I’m used to hearing “You’re wasting your parent’s money, you poor, delusional child. Why don’t you study a field that isn’t dying a slow and painful death?” So I know when to argue back and when to bite my tongue and wait until I get home to angrily blog about the situation.
But there’s a trending topic going around the water cooler that college in general is a waste of money, and to this I have to ask: Would the suits standing around that water cooler really hire me without a degree?
Listen, I’m a first generation college student. I know that you can be successful without a university degree. In fact, half of college graduates aren’t even using their degree in their place of employment, so why bother? An equally inspiring statistic from a 2011 U.S. government current population survey states that 56.3 percent of all college graduates under 25 are either out of work or underemployed, so why take on accumulating years of student loans and accruing interest on something that’s not even going to reward you with a job?
Well, according to an analysis by Burning Glass, a company that studies online job ads, a college degree is necessary for even the lowest level of jobs these days.

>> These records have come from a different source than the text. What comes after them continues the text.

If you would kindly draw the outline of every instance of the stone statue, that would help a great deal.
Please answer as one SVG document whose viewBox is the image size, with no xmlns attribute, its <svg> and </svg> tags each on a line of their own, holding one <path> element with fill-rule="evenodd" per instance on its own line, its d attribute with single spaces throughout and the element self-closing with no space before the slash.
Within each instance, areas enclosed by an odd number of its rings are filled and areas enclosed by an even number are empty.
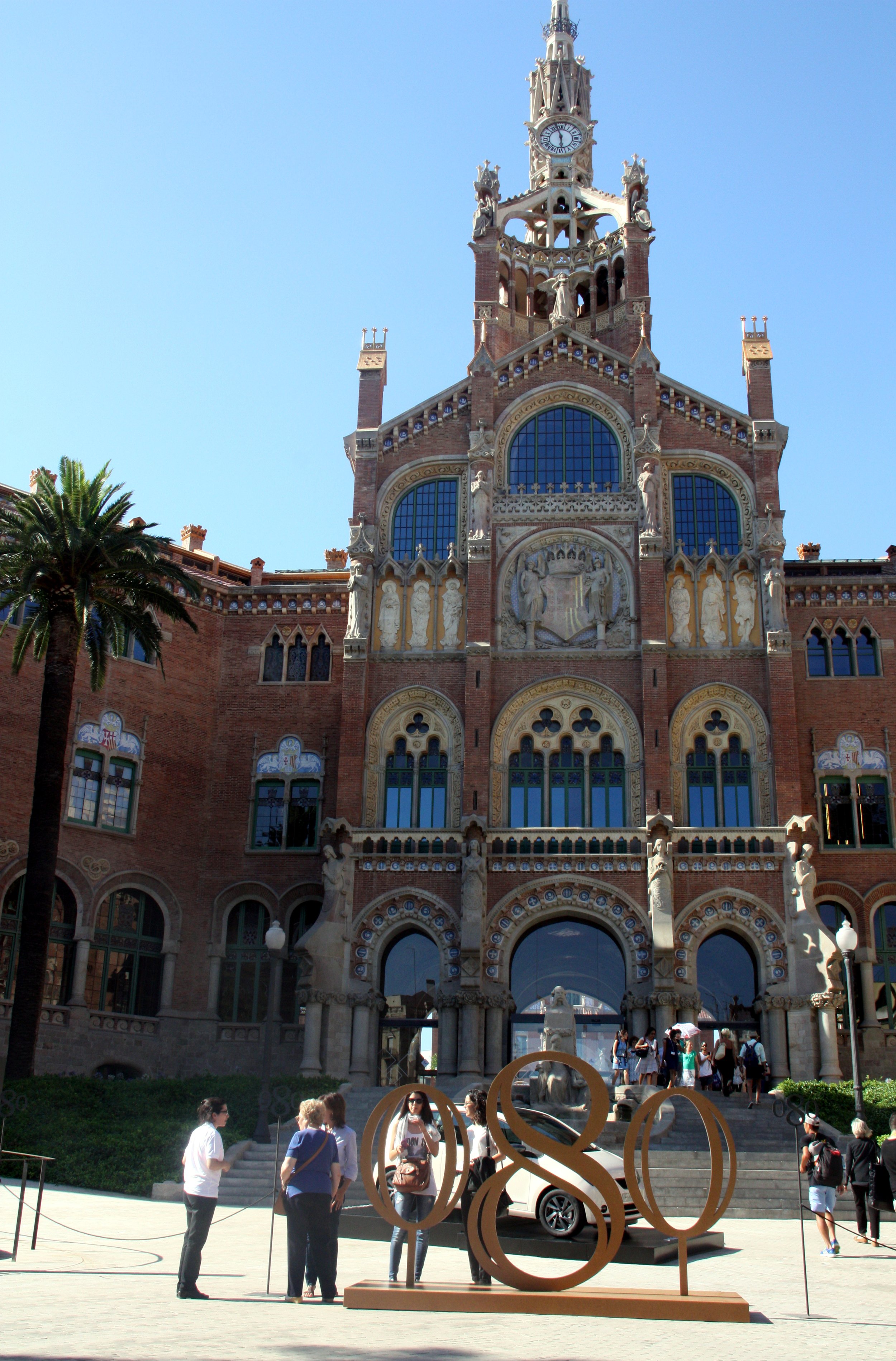
<svg viewBox="0 0 896 1361">
<path fill-rule="evenodd" d="M 659 534 L 659 475 L 650 459 L 641 468 L 637 487 L 641 493 L 641 532 Z"/>
<path fill-rule="evenodd" d="M 756 623 L 756 583 L 749 572 L 738 572 L 734 578 L 734 623 L 738 630 L 738 641 L 745 645 L 750 641 L 753 625 Z"/>
<path fill-rule="evenodd" d="M 429 641 L 429 581 L 418 577 L 411 593 L 411 648 L 426 648 Z"/>
<path fill-rule="evenodd" d="M 458 646 L 458 630 L 463 615 L 463 596 L 460 583 L 456 577 L 448 577 L 441 596 L 441 645 L 443 648 Z"/>
<path fill-rule="evenodd" d="M 673 580 L 671 591 L 669 592 L 669 608 L 674 623 L 671 641 L 677 648 L 689 648 L 692 642 L 690 589 L 681 574 Z"/>
<path fill-rule="evenodd" d="M 487 470 L 479 468 L 470 486 L 473 505 L 470 516 L 470 538 L 487 539 L 492 529 L 492 478 Z"/>
<path fill-rule="evenodd" d="M 402 627 L 402 602 L 398 595 L 398 583 L 387 577 L 383 583 L 380 596 L 380 646 L 385 652 L 394 652 L 398 646 L 398 632 Z"/>
<path fill-rule="evenodd" d="M 715 574 L 715 569 L 709 570 L 703 587 L 700 629 L 708 648 L 720 648 L 729 641 L 724 629 L 724 585 Z"/>
<path fill-rule="evenodd" d="M 366 638 L 370 632 L 370 580 L 373 568 L 353 561 L 349 570 L 349 626 L 346 638 Z"/>
<path fill-rule="evenodd" d="M 673 887 L 669 847 L 659 837 L 647 857 L 647 901 L 651 915 L 655 950 L 674 947 Z"/>
<path fill-rule="evenodd" d="M 784 578 L 776 562 L 765 573 L 765 623 L 769 633 L 784 633 L 787 619 L 784 617 Z"/>
<path fill-rule="evenodd" d="M 460 862 L 460 946 L 478 950 L 482 945 L 482 917 L 486 902 L 485 857 L 473 838 Z"/>
</svg>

Jobs such as human resource managers, security managers, school administrators and property managers appear on the list of occupations with the largest percentage increase in requiring a college degree.
While the roles in most of these positions remain, essentially, the same as they always have, the hiring process is different. A college degree, while not necessary to complete the tasks necessary to do the work, differentiates candidates much like a high GPA and well-written essay differentiate high school students seeking universities in the first place. Ah, the circle of a life in which we are required to jump through endless hoops to stay afloat.

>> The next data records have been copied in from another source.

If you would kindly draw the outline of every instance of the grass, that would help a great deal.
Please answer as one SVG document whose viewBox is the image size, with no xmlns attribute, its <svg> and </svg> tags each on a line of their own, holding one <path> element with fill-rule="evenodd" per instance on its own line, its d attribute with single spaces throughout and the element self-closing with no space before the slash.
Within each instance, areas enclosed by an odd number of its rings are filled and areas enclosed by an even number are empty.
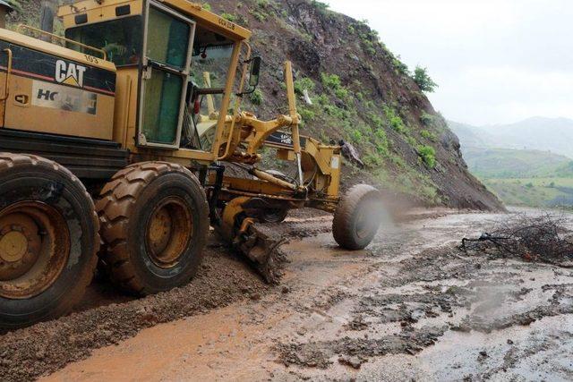
<svg viewBox="0 0 573 382">
<path fill-rule="evenodd" d="M 483 183 L 509 206 L 573 206 L 573 178 L 498 178 Z"/>
</svg>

What I’m gathering from this information is that those privileged enough to have secure, well-paying careers are so kindly trying to figure out what others are doing wrong. Anyone mildly cognizant can deduce that college tuition is sucking students and their families into a black hole, so some genius in a corner office had a lightbulb moment one day and said, “Wait a second. What if those who would be financially burdened by college just…didn’t go!”
Eureka!
It’s a deduction so brilliant that I would like to personally thank this genius in the corner office for figuring out that college is a complete waste of my time and money. While I’m there, I might as well bring my resume and portfolio because I sure would like to work for someone so forward-thinking.
Wait, though. A closer look at the job requirement tells me that I need a college degree to even apply. So…you’re telling me I shouldn’t go to college because it’s worthless, but nobody in my field will hire me unless I go to college.
I see.
I understand that going to college is not for everyone. I know that I am overwhelmingly lucky to have the opportunity to attend a university. What frustrates me is the hypocrisy. Do not belittle the years I have worked toward obtaining an occupational therapy degree by casting them off as a poor decision and then proceed to make that “poor decision” the standard for which I can be considered a job applicant.

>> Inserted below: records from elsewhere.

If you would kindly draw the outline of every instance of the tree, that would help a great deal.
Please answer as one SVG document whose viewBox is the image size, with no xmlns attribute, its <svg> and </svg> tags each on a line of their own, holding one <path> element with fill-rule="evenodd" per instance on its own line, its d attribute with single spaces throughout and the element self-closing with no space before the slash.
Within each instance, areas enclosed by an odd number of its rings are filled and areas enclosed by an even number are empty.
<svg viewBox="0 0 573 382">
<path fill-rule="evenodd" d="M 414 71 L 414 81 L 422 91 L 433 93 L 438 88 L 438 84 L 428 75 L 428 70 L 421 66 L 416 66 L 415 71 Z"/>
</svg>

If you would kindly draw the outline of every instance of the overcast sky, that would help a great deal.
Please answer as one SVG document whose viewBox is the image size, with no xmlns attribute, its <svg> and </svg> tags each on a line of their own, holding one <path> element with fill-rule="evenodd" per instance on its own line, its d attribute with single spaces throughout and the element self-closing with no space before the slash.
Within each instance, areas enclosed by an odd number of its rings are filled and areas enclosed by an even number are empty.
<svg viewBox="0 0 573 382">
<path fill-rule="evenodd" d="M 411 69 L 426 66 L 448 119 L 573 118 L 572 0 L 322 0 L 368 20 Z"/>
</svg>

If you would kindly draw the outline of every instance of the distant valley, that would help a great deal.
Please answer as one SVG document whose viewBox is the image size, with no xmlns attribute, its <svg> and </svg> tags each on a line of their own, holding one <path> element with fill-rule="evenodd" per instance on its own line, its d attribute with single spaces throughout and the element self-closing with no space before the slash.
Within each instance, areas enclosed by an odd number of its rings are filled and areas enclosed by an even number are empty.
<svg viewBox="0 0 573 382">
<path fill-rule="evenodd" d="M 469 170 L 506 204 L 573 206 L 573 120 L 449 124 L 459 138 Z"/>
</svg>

Instead, I implore the working world to own up to their demands. I’m not asking for a miraculous yet warranted decline in tuition—equivalent to asking for the pot of gold at the end of rainbow. I’m not even asking for an altering of requirements that would allow applicants without a college degree to apply for jobs they were once able to.
I’m simply asking for the corporate world to say, “Yup. We fully understand that college is vastly overpriced. We’re going to make you go anyway whether the job you’re applying for truly requires it or not, solely because we can. Your degree is not worthless. It is leverage.”
I hope I’ll get my wish.
Contact CU Independent Opinions Editor Lizzie Hernandez at Elizabeth.hernandez@colorado.edu.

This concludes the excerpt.